Since then nothing can frighten me any more in any Cinema Theatre.

Poem number 20
Motoyoshi Shinno 890-943, eldest son of Emperor Yozei (poet 13)

The original poem:
Now, in dire distress,
It is all the same to me!
So, then, let us meet
Even though it costs my life
In the Bay of Naniwa.

A situational poem by HK:
I can only hope that you will meet me secretly in the Bay of Naniwa. For this hope - my love - I am ready to risk my life.

Comment by HK:
Prince Motoyoshi was the eldest son of Emperor Yozei. He was known as a notorious womaniser. In this poem he told a lady that when he meets her for secret sex he risks his life. I assume that Hokusai thinks that this was the princes standard dramatising yarn for quick seduction.

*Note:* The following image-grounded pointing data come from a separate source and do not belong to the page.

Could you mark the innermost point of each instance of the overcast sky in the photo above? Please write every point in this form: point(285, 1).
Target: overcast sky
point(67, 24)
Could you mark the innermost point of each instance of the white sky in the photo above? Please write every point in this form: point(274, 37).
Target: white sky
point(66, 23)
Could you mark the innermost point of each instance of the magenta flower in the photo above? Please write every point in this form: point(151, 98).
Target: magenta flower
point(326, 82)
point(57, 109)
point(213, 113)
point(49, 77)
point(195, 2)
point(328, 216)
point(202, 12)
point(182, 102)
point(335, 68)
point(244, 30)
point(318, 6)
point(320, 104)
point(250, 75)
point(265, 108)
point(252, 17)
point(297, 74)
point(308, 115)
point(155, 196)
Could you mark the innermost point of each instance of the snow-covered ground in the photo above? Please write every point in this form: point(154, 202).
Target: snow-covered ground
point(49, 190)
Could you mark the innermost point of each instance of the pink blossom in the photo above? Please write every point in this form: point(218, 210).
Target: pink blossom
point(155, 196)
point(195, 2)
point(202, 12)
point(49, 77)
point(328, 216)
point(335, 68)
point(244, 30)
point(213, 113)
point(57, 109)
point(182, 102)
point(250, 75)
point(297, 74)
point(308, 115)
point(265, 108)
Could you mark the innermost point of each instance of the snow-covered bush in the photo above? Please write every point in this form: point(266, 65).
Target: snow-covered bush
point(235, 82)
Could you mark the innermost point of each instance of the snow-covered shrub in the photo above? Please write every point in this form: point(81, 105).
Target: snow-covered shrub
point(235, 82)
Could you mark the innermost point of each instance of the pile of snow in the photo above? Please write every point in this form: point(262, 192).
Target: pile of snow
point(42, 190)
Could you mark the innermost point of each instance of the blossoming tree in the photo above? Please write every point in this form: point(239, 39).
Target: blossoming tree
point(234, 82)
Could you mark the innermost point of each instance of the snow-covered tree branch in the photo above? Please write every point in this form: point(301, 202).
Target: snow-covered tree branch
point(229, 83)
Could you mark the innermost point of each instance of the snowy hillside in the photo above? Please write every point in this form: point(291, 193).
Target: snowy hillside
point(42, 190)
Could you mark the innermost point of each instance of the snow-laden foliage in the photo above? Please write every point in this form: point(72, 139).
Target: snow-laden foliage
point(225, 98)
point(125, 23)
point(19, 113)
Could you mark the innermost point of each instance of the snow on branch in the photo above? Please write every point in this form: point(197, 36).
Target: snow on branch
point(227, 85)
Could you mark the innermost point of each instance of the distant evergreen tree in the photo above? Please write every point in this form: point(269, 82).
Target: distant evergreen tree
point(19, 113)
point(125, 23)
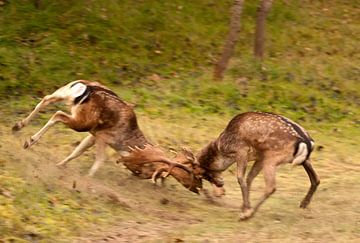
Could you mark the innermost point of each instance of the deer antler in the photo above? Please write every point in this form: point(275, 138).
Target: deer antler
point(152, 154)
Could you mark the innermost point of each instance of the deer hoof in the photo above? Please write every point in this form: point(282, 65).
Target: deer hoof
point(28, 143)
point(61, 165)
point(248, 213)
point(17, 127)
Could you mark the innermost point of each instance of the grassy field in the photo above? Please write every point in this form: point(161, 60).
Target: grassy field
point(158, 55)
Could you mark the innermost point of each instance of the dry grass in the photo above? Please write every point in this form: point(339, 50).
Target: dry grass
point(148, 213)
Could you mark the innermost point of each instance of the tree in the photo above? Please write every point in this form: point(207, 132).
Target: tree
point(262, 12)
point(231, 40)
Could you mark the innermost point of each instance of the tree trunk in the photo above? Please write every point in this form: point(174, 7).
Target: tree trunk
point(231, 40)
point(262, 11)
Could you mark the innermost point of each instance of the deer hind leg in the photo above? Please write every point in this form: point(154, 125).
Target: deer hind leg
point(100, 157)
point(59, 116)
point(241, 169)
point(256, 168)
point(86, 143)
point(270, 188)
point(315, 181)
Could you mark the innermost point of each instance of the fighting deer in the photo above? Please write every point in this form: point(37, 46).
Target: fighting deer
point(111, 122)
point(266, 138)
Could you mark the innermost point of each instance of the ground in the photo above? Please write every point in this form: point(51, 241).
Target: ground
point(158, 55)
point(117, 207)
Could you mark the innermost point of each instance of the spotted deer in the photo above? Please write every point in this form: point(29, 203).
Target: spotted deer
point(265, 138)
point(111, 122)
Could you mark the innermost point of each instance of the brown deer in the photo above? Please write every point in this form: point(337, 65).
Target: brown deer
point(111, 122)
point(268, 139)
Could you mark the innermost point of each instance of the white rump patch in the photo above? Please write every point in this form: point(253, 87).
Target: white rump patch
point(77, 90)
point(301, 154)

The lady is ahead, hiding behind her umbrella. She is accompanied by her maid and a carrier with her toothbrush etc. Motoyoshi rides an ox and hides in a huge bushel of rice. Nothing could be a more obvious advertising for the princes newest success as playboy of the month. Hokusai shows idle ships in the harbour in the background. Nothing happens on sea. There are stakes to measure the height of the tides. Many Japanese poems compare the lovers unfathomable tears with high tides. Here the tide is at record low. The ox refuses to do another step. If the ox was chosen to symbolise macho capabilities, the adventure will end here and now with the final dot of the poem. Then everybody can go home in peace.